NewsRescue
According to a paper published this week on the Social Science Research Network, nearly 200 American banks face risks similar to those that led to the implosion and bankruptcy of Silicon Valley Bank (SVB). Last week, regulators shut down SVB, a major US lender focused on the tech and startup sectors, due to massive deposit outflows.
Four economists from prominent US universities conducted the study, estimating how much market value US banks’ assets have lost as a result of recent interest rate hikes.
“From March 7, 2022 to March 6, 2023, the federal funds rate rose sharply from 0.08% to 4.57%, accompanied by quantitative tightening. As a result, long-dated assets comparable to those held on bank balance sheets saw significant value declines during the same period,” they wrote.
Although higher interest rates can help banks by allowing them to lend at a higher rate, many US banks have invested a large portion of their excess cash in US Treasuries. This was done when interest rates were close to zero. Because of the rate hikes, the value of these bonds has decreased significantly; investors can now simply purchase newly issued bonds with a higher interest rate. The decline in the banks’ portfolios is unrealized, meaning the value of the securities has declined but the loss is still only ‘on paper’.
When customers request their deposits be returned, banks are forced to sell their securities at a significant loss in order to repay depositors.
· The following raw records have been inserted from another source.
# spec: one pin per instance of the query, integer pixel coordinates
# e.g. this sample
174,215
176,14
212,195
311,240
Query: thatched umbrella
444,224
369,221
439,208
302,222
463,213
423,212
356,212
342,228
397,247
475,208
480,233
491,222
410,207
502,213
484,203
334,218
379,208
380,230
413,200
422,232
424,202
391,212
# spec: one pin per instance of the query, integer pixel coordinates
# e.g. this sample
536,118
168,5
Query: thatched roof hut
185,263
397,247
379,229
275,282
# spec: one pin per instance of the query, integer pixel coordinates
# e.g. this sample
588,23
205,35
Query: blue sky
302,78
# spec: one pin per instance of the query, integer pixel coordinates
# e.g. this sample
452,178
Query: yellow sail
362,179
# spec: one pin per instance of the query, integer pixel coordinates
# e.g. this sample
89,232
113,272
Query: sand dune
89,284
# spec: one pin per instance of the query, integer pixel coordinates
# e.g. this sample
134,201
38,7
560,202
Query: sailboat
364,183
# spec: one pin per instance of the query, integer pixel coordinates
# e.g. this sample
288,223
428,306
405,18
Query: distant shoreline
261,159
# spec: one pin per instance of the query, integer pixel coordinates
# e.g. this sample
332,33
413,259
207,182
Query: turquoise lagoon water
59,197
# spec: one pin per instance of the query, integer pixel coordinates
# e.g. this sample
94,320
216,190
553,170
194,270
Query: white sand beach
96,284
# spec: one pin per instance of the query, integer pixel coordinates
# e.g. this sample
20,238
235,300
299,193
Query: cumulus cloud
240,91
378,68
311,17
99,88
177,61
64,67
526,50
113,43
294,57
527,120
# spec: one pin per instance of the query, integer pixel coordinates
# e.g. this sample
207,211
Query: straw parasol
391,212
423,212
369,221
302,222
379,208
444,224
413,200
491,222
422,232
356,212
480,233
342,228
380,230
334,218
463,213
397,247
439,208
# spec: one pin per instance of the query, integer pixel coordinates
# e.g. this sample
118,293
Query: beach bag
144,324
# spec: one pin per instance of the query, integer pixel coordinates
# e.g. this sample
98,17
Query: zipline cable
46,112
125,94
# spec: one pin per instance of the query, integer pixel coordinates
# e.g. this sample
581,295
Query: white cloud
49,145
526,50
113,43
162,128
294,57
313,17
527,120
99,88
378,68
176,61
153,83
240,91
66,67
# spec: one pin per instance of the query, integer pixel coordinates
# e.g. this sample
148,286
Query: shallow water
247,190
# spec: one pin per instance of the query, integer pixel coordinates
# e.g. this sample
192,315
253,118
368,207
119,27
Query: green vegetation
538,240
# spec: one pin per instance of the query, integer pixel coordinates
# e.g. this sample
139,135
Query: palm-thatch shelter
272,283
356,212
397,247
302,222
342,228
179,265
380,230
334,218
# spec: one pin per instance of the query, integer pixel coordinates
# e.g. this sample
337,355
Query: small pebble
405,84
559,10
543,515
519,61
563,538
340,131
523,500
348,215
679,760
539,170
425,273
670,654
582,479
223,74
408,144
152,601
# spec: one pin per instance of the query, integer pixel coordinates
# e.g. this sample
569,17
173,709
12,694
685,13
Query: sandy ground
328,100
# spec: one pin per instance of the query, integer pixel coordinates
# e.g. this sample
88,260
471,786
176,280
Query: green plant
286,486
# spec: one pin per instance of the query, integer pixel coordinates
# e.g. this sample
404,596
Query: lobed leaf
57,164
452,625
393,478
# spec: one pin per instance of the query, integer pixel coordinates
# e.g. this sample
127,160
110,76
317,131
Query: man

In extreme cases, this can cause a bank to become insolvent, or, as happened with Silicon Valley Bank, it can spark a bank run.
The authors of the report investigated how much of US lenders’ funding comes from uninsured deposits: the higher the share, the more vulnerable a bank is to a run. For example, at SVB, where 92.5% of deposits were uninsured, the deposit outflow caused the bank to fail in two days. According to the study’s authors, 186 American banks do not have enough assets to pay all customers if even half of uninsured depositors withdraw their money.
“Our calculations indicate that these banks are almost certainly at risk of a run in the absence of other government intervention or recapitalization… Overall, these calculations indicate that recent declines in bank asset values have “significantly increased the fragility of the US banking system to uninsured depositor runs,” the economists concluded, adding that the number of banks at risk could be “significantly” higher if “uninsured deposit withdrawals cause even minor fire sales.”
The failure of SVB sent shockwaves throughout the US banking industry, leading to the closure of another lender, Signature Bank. Many other financial institutions’ stocks have plummeted, with the six largest Wall Street banks losing roughly $165 billion in market capitalization, or roughly 13% of their total value. Moody’s downgraded its outlook for the US banking system from’stable’ to ‘negative’ earlier this week, citing the “rapidly deteriorating operating environment.”